A Suffolk latch, closely modeled on 250-year-old originals, from Horton Brasses.

Before about 1800, the door latch was far more common than the high-style knob and mortise lock combination associated with fine Georgian homes. These latches were often ingenious, beautiful works of art. The earliest and crudest were made of wood—the kind that can still be found on old barns in rural New England or the mid-Atlantic.

Both wood and metal latches work the same way. A latch bar attaches at its hinged end to the door, with the free end extending beyond the face of the door to rest in a notched keeper (also called a catch or strike). The keeper is attached to the face of the door jamb. Opening the door is simply a matter of raising the latch bar.

The mechanism for raising and lowering the latch could be as simple as a string threaded through a hole in the door and tied to the latch (“keeping the latch string out” was a colonial expression of welcome and invitation), or it could be a wrought-iron latch. The earliest American-made iron latches are called Suffolk latches. On the outside of the door, the Suffolk latch has a curved grasp and thumb latch to work the latch bar on the interior. Blacksmiths came up with many clever designs and shapes for the cusp ends of the grasp; most common was the bean, followed by heart, spade, and diamond-shaped designs.

A pantry added to an 18th-century stone house in the 1920s features H-L hinges. 

Jean Kallina

Other early latch designs include the spring latch, the Dutch elbow, and the Norfolk latch. Also called a plate latch, the lifting mechanism on a spring latch is attached to a metal plate that’s fastened to the door. Most plate latches have a small brass knob attached to a cam that works the latch bar when turned. In later versions, the plate was replaced with a flat, shallow box that contained the latching mechanism. The Dutch elbow, popular after about 1750 in areas settled by Germans, was also encased in a surface-mounted iron box. Instead of a brass knob or thumb latch, though, the lift mechanism was a graceful lever-like handle with an elbow bend.

While the Norfolk latch was operationally and mechanically similar to the Suffolk latch, there is one important difference: The Norfolk latch was machine-made in early foundries. The grasp was often made of cast iron, attached to a plate of rolled sheet metal. Popular between about 1800 and 1840, the Norfolk latch usually had a keeper that was mortised into the door, and the latch was easier to lift than that of the Suffolk latch.

A reproduction latch from Heritage Metalworks reflects high-style colonial worksmanship.

No door would function without a strong and functional hinge. Like the Suffolk latch, colonial hinges combined strength with beautifully wrought details. Some of the most authentic are the H hinge, the HL hinge, the rat-tail hinge, and the strap hinge.
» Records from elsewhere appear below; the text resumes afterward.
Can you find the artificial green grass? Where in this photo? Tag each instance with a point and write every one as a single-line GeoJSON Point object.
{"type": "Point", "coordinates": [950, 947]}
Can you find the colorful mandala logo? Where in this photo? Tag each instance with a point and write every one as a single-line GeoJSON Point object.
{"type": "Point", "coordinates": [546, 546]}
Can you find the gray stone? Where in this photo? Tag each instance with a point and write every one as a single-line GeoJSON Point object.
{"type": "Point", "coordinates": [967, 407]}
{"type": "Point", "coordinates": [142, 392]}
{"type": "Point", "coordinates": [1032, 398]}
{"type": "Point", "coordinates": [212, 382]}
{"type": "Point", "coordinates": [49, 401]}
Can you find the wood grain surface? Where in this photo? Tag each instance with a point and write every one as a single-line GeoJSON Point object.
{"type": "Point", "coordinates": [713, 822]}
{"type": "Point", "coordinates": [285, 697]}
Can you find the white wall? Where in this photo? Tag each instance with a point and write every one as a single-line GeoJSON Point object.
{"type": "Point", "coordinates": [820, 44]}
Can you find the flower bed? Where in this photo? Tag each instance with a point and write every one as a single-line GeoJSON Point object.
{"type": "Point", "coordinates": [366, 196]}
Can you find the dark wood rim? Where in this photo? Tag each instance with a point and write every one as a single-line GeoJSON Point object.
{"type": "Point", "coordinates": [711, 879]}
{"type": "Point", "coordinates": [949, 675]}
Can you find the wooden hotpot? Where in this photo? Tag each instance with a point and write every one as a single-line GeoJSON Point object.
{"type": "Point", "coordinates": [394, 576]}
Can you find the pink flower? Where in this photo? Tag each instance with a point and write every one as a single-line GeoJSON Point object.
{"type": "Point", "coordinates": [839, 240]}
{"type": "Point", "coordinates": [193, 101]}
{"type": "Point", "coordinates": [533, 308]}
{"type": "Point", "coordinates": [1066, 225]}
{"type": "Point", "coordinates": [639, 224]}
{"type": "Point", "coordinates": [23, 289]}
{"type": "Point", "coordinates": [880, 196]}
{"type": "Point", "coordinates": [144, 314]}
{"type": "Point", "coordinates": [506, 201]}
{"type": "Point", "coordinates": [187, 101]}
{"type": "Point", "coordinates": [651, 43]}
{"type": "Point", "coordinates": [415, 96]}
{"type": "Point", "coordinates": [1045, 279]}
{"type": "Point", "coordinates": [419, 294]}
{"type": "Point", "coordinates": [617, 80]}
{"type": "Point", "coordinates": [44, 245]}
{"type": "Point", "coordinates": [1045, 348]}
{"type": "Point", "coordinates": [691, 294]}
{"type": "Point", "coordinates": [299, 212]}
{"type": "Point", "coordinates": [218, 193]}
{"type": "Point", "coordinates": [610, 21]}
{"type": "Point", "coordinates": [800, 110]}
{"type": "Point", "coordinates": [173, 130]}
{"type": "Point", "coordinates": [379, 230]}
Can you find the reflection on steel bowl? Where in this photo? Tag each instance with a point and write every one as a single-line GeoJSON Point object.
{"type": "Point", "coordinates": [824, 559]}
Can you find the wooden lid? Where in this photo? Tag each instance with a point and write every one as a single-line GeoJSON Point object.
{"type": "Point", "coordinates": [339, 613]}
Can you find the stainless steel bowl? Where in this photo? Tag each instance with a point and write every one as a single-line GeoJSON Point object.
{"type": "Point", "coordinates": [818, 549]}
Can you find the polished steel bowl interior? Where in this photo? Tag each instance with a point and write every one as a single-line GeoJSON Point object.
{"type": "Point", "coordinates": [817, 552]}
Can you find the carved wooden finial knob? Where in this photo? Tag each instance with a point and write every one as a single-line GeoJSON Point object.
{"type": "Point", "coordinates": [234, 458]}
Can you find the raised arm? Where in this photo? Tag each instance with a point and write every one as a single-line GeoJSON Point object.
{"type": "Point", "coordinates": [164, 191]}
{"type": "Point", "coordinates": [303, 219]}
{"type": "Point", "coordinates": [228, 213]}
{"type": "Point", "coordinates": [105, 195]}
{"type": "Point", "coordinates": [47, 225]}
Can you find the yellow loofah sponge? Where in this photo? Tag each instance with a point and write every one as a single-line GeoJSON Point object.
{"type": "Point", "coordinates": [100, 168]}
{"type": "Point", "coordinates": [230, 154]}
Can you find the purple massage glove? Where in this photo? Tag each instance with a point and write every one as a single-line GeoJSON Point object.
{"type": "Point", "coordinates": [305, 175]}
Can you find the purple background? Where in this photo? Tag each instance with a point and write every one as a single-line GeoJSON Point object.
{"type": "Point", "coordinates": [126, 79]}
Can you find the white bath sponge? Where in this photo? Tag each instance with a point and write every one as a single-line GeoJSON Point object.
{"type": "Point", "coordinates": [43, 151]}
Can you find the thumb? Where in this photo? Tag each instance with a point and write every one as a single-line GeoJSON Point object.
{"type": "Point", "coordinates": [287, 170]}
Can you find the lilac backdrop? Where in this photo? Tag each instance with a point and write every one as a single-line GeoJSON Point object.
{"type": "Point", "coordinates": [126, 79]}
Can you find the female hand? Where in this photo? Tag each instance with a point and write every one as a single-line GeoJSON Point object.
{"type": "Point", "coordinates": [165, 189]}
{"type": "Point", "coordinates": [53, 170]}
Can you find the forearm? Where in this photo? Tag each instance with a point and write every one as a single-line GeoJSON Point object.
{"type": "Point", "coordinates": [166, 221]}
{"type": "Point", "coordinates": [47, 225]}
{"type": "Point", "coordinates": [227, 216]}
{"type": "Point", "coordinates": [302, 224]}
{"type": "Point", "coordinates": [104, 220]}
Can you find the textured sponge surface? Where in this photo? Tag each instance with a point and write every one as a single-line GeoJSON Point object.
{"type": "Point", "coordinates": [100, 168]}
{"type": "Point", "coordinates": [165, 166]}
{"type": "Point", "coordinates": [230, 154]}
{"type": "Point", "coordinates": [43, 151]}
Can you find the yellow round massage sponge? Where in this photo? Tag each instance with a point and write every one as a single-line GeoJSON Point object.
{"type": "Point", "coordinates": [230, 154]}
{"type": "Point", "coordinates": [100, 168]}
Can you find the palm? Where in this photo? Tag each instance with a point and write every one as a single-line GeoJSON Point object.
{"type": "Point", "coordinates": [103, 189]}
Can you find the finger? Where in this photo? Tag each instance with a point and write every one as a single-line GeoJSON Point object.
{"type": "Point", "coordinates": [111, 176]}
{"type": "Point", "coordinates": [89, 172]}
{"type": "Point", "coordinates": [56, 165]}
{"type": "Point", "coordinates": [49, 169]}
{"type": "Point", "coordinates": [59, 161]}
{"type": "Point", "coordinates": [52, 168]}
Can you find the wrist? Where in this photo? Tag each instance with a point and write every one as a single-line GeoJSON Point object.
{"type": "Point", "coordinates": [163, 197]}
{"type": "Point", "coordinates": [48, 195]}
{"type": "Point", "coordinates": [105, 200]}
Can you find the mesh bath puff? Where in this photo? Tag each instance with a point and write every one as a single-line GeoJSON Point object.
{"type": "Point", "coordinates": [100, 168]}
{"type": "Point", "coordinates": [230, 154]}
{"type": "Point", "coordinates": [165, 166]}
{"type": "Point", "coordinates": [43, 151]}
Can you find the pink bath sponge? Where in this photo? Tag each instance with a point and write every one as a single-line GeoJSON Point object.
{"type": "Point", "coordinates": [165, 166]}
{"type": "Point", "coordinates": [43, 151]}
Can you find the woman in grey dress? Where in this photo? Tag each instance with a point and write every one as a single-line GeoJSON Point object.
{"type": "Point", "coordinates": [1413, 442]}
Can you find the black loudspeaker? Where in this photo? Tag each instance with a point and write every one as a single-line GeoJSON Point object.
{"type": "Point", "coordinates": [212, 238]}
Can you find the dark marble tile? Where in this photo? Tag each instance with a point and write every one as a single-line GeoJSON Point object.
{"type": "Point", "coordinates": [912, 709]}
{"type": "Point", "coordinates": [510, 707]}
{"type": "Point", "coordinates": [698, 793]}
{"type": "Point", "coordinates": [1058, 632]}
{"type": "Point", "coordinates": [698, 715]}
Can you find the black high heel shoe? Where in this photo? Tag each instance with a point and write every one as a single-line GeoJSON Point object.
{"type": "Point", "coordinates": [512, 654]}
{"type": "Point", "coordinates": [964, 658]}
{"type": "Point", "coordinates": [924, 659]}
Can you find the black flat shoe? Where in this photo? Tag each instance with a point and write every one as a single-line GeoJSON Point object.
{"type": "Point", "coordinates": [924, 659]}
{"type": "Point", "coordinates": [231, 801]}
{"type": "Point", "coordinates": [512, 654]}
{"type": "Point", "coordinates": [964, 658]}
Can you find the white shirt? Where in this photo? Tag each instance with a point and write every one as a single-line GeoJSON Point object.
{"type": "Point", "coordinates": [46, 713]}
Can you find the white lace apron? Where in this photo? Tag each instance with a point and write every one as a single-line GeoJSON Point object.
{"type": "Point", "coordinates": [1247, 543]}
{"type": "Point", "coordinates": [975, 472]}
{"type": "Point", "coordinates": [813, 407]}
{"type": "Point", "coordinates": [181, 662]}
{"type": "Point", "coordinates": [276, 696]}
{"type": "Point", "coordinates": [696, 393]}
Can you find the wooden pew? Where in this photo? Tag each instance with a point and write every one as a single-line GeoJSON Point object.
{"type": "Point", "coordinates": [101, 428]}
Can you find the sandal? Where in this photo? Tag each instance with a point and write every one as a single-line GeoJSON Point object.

The last is an elongated design that ends in a cusp, like the Suffolk latch; cusp designs for strap hinges include such interesting shapes as a fleur-de-lis, crowned bean, acorn, tulip, and marigold.

Early locking mechanisms include rim and mortise locks turned with a bit key. Rim locks are mounted on the surface of the door; the more secure mortise lock is embedded in a pocket cut into the door. The advent of a cast-iron mortise lock in the 1830s set the stage for the doorknob to replace the thumb latch as the key operating mechanism for door hardware.

The earliest knobs, seen in the finest homes from the 1700s on, were brass. They were smaller than today’s knobs, and either round or oval (egg-shaped). Most of the ones made before 1840 were simple and unadorned. Porcelain (or “china”) knobs were imported in limited numbers during the 1700s as well; they became far more widespread in the 1840s, when American pottery companies began mass-producing them. Still widely found on homes built before 1850, many of these glazed knobs feature a pattern of hairline cracks, or crazing. The effect is not necessarily due to age: It often resulted from either an intentional technique or a happy accident in the final firing.